Efe Tatlı

Personal information
- Date of birth: 29 July 2002 (age 23)
- Place of birth: Gaziosmanpaşa, Turkey
- Height: 1.80 m (5 ft 11 in)
- Position: Midfielder

Team information
- Current team: Elazığspor
- Number: 14

Youth career
- 2014–2015: Arnavutköy Belediyesi
- 2015–2016: Arnavutköy Yayla
- 2016: Bollucaspor
- 2016–2018: İstanbul Gençlerbirliği
- 2018: Galatasaray
- 2018–2019: Fatih Karagümrük

Senior career*
- Years: Team / Apps / (Gls)
- 2019–2024: Fatih Karagümrük / 14 / (0)
- 2022: → Adanaspor (loan) / 9 / (0)
- 2023–2024: → Karşıyaka (loan) / 1 / (0)
- 2024–: Elazığspor / 11 / (1)

= Efe Tatlı =

Turkish footballer

Efe Tatlı (born 29 July 2002) is a Turkish professional footballer who plays as a midfielder for TFF 2. Lig club Elazığspor.

==Professional career==
Tatlı began his youth career with various academies in Turkey, with a brieft stint with Galatasaray in 2018, before moving to Fatih Karagümrük's academy.
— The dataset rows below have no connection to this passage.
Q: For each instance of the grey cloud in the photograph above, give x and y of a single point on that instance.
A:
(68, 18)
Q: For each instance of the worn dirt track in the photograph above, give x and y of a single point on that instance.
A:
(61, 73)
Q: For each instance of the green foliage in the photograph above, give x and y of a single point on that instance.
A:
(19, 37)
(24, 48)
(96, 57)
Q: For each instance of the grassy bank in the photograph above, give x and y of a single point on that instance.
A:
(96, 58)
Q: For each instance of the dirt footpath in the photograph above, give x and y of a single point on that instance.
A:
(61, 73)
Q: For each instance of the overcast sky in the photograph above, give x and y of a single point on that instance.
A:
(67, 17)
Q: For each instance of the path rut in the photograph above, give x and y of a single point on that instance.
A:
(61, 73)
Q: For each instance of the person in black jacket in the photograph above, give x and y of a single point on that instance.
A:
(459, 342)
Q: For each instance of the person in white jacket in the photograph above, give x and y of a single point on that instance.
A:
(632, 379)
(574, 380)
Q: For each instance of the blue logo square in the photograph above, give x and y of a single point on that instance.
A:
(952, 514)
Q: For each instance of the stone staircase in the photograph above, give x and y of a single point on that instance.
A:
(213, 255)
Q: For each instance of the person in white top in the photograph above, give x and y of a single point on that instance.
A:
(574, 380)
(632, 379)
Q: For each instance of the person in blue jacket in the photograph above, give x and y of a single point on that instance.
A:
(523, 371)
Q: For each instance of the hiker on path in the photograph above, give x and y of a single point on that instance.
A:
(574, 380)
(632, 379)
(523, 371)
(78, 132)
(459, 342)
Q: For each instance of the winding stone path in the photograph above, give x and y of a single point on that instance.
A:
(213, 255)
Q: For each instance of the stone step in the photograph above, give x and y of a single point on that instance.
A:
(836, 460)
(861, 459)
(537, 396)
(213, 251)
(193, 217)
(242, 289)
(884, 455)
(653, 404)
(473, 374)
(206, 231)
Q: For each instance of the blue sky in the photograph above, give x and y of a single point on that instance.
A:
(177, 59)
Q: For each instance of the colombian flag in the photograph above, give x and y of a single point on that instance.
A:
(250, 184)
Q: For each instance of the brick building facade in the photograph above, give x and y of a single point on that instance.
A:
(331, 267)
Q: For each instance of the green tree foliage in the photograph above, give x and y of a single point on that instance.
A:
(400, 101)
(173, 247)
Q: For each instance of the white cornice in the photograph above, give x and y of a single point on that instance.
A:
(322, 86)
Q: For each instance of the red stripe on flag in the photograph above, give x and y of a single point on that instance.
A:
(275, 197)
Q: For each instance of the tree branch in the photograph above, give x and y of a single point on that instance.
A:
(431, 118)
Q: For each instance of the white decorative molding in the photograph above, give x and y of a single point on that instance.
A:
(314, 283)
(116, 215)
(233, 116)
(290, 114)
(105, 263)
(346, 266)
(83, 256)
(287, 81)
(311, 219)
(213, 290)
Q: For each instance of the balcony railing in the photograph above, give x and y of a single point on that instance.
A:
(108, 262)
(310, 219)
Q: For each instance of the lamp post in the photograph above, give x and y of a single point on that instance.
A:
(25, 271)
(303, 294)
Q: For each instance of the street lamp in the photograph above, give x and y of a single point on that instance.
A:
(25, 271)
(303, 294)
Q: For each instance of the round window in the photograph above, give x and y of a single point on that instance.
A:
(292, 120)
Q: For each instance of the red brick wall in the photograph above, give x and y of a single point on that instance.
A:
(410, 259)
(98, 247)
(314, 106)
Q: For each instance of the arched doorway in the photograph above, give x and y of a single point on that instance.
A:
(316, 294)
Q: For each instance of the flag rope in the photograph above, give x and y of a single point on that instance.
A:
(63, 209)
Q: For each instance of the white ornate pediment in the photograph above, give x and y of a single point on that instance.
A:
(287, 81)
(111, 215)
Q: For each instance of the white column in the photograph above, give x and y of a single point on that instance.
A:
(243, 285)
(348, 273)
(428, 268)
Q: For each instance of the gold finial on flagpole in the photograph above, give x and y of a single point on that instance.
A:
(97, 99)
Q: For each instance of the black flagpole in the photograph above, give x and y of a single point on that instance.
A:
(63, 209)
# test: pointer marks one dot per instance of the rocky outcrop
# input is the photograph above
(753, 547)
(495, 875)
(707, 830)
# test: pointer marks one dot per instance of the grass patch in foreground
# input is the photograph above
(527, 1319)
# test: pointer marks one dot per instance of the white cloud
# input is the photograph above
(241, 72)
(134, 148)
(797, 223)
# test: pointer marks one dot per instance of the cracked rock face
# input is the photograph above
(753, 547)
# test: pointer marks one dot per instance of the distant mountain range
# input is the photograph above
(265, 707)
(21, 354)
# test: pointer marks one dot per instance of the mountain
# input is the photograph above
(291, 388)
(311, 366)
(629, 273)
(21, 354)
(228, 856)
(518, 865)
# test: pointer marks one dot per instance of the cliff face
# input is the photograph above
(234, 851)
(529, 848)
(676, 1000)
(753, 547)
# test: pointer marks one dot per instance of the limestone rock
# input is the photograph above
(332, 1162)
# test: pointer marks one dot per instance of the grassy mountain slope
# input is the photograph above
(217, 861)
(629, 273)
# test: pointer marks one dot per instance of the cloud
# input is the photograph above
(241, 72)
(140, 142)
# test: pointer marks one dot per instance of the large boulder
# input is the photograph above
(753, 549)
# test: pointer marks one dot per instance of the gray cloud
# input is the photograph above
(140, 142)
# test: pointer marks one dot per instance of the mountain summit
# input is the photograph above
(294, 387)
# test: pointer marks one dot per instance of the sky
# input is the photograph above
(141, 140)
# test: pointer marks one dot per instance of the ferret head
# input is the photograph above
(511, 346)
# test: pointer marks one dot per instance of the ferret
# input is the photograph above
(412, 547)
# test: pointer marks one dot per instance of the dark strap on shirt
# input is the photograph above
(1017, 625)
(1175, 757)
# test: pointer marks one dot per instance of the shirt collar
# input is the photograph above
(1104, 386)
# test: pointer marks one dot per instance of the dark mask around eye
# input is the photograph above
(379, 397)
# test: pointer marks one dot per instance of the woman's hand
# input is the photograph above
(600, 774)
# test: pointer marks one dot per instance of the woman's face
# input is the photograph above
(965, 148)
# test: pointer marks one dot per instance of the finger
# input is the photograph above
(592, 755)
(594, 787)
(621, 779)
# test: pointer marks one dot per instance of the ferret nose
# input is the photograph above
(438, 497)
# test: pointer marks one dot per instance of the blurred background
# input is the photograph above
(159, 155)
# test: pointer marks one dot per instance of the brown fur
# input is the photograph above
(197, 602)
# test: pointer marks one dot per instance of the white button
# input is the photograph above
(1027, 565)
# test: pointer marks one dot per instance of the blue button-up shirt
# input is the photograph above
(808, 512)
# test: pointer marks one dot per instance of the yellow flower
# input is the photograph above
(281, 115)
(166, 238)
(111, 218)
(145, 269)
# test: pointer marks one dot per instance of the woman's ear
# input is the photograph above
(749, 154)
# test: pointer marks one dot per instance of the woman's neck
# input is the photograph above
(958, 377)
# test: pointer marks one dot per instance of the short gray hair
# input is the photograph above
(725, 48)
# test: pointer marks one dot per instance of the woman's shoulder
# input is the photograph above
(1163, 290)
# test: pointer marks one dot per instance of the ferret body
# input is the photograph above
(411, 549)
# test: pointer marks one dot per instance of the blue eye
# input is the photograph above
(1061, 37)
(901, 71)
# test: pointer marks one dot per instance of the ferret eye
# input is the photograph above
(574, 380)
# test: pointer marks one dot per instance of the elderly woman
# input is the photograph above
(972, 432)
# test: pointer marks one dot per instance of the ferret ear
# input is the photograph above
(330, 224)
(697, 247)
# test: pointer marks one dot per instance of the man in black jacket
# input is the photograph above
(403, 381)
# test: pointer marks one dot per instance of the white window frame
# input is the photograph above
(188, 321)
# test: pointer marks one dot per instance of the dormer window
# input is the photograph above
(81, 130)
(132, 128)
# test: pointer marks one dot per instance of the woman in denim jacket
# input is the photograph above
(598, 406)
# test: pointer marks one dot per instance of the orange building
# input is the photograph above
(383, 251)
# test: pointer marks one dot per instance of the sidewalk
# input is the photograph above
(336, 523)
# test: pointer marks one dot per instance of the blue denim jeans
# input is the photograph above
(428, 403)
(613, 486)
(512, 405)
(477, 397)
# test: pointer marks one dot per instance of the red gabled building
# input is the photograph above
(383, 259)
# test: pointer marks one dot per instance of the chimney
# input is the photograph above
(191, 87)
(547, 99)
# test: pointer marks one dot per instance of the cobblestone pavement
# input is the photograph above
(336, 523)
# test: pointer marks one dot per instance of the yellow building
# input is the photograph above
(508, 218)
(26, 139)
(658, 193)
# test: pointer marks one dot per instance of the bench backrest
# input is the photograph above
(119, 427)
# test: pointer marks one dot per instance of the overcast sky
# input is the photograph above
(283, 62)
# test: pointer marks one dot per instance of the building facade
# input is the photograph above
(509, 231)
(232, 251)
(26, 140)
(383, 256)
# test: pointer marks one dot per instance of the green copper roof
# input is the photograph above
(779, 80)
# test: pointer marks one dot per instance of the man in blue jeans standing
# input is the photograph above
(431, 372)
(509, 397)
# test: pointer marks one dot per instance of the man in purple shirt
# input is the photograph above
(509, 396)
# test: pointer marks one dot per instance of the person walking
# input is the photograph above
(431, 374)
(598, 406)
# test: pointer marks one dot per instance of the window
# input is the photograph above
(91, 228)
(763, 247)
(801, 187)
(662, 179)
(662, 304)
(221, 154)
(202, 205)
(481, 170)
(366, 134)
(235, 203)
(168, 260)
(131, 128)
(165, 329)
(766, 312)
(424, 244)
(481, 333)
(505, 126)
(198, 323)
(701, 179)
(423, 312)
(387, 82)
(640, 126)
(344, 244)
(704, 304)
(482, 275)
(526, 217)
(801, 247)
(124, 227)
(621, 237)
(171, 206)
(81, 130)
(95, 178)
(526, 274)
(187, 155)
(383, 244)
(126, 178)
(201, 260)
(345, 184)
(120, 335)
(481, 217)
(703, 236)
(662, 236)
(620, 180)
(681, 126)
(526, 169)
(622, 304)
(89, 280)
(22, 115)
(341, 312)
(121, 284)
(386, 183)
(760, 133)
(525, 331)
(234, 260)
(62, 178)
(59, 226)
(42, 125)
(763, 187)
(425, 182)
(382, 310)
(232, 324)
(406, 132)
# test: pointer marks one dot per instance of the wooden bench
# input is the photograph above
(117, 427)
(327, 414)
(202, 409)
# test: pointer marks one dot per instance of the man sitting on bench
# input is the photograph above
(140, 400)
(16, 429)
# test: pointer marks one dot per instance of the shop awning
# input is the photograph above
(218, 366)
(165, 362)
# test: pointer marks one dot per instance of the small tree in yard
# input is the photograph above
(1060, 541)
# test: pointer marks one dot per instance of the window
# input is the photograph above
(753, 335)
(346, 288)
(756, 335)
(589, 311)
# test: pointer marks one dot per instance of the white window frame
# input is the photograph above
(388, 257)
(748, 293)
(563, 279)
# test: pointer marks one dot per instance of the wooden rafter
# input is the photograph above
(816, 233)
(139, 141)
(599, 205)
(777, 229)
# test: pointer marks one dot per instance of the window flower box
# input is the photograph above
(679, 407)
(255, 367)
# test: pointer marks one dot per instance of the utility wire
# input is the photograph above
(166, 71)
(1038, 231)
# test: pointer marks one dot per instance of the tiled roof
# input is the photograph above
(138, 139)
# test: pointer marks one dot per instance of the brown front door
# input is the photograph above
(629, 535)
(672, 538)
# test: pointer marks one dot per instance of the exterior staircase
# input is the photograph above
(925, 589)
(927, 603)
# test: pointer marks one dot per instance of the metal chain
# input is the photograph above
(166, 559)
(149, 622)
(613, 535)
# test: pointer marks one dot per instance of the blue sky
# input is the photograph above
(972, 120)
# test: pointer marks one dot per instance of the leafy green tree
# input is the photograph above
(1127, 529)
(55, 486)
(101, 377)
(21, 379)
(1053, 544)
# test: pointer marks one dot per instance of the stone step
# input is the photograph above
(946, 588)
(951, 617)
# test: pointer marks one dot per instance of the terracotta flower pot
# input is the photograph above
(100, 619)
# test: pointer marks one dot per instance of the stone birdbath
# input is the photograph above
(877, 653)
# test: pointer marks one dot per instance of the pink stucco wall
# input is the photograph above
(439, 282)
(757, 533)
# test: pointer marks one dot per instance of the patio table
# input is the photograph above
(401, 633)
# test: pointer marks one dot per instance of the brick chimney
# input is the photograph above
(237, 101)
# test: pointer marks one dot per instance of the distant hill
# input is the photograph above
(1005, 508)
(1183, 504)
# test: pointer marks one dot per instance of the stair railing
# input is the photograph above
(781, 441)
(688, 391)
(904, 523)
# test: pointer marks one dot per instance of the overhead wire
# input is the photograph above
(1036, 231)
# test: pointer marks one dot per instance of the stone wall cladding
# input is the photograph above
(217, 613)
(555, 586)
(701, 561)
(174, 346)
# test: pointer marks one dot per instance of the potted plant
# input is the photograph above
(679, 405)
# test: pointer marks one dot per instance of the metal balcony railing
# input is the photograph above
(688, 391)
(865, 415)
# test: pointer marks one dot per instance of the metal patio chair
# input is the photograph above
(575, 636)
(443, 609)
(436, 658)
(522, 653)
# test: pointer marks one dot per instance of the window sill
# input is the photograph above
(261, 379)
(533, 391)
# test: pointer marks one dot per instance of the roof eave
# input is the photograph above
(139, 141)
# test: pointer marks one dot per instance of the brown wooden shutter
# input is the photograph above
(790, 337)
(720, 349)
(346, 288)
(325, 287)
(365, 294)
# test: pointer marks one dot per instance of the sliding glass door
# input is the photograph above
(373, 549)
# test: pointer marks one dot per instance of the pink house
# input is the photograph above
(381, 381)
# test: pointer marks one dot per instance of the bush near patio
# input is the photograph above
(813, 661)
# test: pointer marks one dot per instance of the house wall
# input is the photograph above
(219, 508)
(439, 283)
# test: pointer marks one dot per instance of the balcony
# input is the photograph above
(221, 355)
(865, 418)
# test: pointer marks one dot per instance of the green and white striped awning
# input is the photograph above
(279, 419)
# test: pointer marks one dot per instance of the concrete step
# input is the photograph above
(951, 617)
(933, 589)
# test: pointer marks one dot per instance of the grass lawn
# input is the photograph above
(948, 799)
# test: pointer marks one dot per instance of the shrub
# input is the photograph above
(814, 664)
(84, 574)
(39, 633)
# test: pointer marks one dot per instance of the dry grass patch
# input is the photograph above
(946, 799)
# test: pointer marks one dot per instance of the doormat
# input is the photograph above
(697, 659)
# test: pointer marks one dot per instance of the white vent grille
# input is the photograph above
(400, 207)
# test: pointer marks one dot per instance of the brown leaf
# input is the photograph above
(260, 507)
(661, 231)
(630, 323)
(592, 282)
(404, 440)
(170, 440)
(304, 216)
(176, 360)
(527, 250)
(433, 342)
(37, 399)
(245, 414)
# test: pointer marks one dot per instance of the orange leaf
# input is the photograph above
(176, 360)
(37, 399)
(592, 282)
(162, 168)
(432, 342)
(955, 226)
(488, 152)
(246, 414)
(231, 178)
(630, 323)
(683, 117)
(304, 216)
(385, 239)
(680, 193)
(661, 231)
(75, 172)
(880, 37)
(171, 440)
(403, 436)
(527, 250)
Tatlı signed his first professional contract with Fatih Karagümrük in 2019. He debuted with Fatih Karagümrük in a 3–1 TFF First League win over Bursaspor on 17 August 2019. His club was promoted to the Süper Lig, and Tatlı made his professional debut in a 1–1 Süper Lig tie with Galatasaray on 10 April 2021.